1 Quality Outcomes Research and Assessment, School of Medicine, University of Utah Health, Salt Lake City, UT 84108, USA

2 Roseman University of Health Sciences, South Jordan, UT 84095, USA

3 Department of Economics, University of Chicago, Chicago, IL 60637, USA

4, 7 College of Dental Medicine, Roseman University of Health Sciences, South Jordan, UT 84095, USA

5, 6 Utah Medical Education Council, Salt Lake City, UT 84102, USA

ACCEPTED: 12 October 2021

early abstract:

Purpose: Past studies examined factors associated with rural practice, but none employed newer machine learning (ML) methods to explore potential predictors. The primary aim of this study was to identify factors related to practice in a rural area. Secondary aims were to capture a more precise understanding of the demographic characteristics of the healthcare professions workforce in Utah in the United States of America (USA) and to assess the viability of ML as a predictive tool.
Methods: This study incorporated four datasets: the 2017 dental workforce, the 2016 physician workforce, the 2014 nursing workforce, and the 2017 pharmacy workforce, collected by the Utah Medical Education Council. Supervised ML techniques were used to identify factors associated with practice location, the outcome variable of interest.
Findings: The study sample consisted of 11,259 healthcare professionals with an average age of 46.6 years, of which 36.6% were males and 94.5% Caucasian. Four ML methods were applied to assess model performance by comparing accuracy, sensitivity, specificity and area under the receiver operating curve (ROC). Of the methods used, support vector machine performed the best (accuracy = 99.7%, precision =100%, sensitivity = 100%, specificity = 99.4%, and ROC = 0.997).

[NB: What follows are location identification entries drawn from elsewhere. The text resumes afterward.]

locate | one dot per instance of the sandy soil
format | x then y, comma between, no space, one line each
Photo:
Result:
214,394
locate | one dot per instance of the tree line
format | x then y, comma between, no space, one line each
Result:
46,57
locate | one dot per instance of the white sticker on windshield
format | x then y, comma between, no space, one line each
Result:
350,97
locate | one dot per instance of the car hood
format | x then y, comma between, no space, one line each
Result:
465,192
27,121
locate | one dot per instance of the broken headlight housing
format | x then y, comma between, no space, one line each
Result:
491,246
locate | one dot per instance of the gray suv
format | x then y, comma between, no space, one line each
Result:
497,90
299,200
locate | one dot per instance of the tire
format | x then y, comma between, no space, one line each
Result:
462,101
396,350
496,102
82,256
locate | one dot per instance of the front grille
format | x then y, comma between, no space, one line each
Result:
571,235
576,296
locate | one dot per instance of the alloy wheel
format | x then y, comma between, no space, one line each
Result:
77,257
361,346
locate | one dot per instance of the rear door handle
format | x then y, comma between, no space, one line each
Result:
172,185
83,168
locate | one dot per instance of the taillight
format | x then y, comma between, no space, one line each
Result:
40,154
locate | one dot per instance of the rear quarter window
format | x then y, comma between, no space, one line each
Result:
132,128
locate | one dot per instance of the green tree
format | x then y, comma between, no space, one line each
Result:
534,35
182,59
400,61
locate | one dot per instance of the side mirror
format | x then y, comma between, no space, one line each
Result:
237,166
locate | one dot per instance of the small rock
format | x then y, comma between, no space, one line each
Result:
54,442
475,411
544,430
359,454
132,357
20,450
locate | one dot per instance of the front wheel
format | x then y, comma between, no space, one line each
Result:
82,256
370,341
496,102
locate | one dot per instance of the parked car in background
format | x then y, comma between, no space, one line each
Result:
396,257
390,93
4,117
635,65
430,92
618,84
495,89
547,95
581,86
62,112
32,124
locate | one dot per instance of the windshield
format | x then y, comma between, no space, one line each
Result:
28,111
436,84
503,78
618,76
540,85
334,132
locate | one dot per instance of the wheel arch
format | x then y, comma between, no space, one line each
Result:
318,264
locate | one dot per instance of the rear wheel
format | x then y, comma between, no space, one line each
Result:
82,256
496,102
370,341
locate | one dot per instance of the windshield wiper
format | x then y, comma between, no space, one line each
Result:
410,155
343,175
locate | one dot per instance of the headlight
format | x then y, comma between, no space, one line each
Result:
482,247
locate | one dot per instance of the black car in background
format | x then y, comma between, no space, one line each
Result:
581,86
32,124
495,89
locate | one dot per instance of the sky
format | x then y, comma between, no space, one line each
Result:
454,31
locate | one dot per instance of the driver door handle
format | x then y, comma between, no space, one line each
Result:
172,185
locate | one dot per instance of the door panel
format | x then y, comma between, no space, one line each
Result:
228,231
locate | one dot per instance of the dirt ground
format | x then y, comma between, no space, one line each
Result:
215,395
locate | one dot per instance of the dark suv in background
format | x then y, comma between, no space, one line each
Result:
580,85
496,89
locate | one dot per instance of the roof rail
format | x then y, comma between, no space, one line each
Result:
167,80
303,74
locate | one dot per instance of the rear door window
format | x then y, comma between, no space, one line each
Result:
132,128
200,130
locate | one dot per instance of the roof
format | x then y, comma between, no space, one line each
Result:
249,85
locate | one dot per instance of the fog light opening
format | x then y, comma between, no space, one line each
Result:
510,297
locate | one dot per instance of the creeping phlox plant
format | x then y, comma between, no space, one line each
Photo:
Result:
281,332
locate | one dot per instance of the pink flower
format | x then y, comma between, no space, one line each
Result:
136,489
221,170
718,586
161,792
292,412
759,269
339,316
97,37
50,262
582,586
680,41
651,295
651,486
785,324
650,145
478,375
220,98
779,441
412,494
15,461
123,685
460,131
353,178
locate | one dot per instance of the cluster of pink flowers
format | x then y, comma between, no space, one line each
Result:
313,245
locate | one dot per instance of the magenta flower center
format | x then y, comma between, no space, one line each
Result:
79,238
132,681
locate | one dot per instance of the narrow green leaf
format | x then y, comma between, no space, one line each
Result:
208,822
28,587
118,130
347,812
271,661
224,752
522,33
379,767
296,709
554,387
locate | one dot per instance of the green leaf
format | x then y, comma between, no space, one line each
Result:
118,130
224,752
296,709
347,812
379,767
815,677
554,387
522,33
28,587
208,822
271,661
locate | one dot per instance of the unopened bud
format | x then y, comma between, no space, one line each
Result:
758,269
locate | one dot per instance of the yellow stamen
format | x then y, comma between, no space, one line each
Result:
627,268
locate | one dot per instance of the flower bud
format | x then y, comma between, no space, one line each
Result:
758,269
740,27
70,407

The models identified income and rural upbringing as the top factors associated with rural practice.   
Conclusions: By far, income emerged as the most important factor associated with rural practice, suggesting that attractive income offers might help rural communities address health professional shortages. Rural upbringing was the next most important predictive factor, validating and updating earlier research. The performance of the ML algorithms suggests their usefulness as a tool to model other databases for individualized prediction.